Aku sebenarnya hampir bingung ketika satu per satu dari mereka menceritakan apa yang selama ini mereka alami, cerita besar di dalam hidupnya, atau bahkan aib sekalipun. Respon bingungku hanya berlangsung seketika dengan tidak mengurangi rasa hormat kepada mereka yang telah bersedia bercerita. Namun, aku kini tidak lagi bingung karena di depan teras rumahku, ku temukan percakapan sepasang ibu rumah tangga sedang bercengkrama. Pihak pertama dengan jelalatan mulutnya bercerita, sedang pihak kedua, menyiapkan telinga dengan apa adanya bagai sudah terbiasa dengan hadirnya. Tentu saja, pihak kedua itu adalah ibuku sendiri.

Suaranya tampak jelas menggebu meskipun ku dengar suara itu dengan dibatasi oleh tirai dan pintu kayu yang cukup tebal. Intinya, percakapan tersebut sedang membahas suatu cerita mengenai perceraian pihak pertama, tanpa ku tahu detail pastinya, dan bukan menjadi ranahku untuk mengetahui detail ceritanya.

Aku bukan ingin mengangkat apa yang diceritakan oleh pihak pertama alias teman ibu, tetapi dari situ aku menyadari, hal sederhana menjadi seorang pendengar saja, ternyata aku warisi dari ibu.

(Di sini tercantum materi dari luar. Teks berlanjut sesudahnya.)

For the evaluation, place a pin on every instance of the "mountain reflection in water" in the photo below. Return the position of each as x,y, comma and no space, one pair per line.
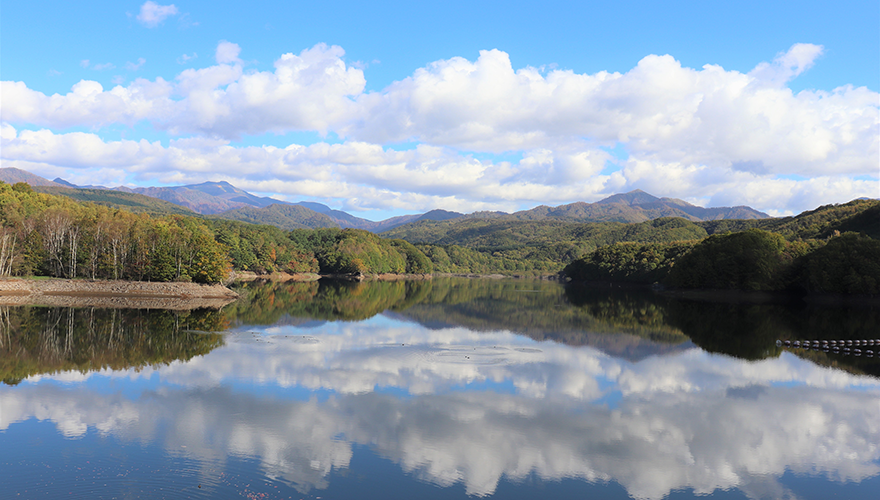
457,384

Aku yang sejak kecil masih setia mengekor dengan ibu, hanyalah seseorang dengan tatapan kosong apabila melihat orang lain menggegaskan raganya untuk bercerita pada ibu. Pikirku, apakah mereka tidak punya tempat cerita lain? Kenapa harus ibuku? Bukankah mereka juga memiliki keluarga? Ah, apapun alasannya, mungkin ibu adalah sosok manusia yang nyaman menjadi tempat untuk meluapkan segala macam bentuk cerita yang berbeda setiap harinya.

Kini, entah berapa belas tahun kemudian, aku mengakui bahwa ada bagian dari ibu yang aku bawa meskipun hanya sedikit adanya. Namun, entah aku terlambat untuk sadar atau terlambat melakukan kalkulasi waktu, sebenarnya menjadi pendengar bagi cerita orang lain sudah ku tempuh dari masa tatapanku masih kosong (re: sejak kecil). Aku masih ingat, kala itu sahabatku di masa sekolah dasar bercerita tak seperti biasanya, dengan bersembunyi di lorong kamar mandi, ia bercerita dengan suara sayup mengenai masalah keluarganya yang begitu pelik. Aku dipaksa untuk tidak menceritakan cerita itu kepada siapapun. Lalu, jika memang ia tidak menaruh kepercayaan denganku, mengapa aku harus dipaksa? Kilas balik ke masa tersebut, andai aku menapakinya saat sudah dewasa, mungkin akan ku ucapkan terima kasih kepada sahabatku saat itu juga karena momentum pertama itu membuatku mengetahui perbedaan sebuah titipan dan sebuah beban.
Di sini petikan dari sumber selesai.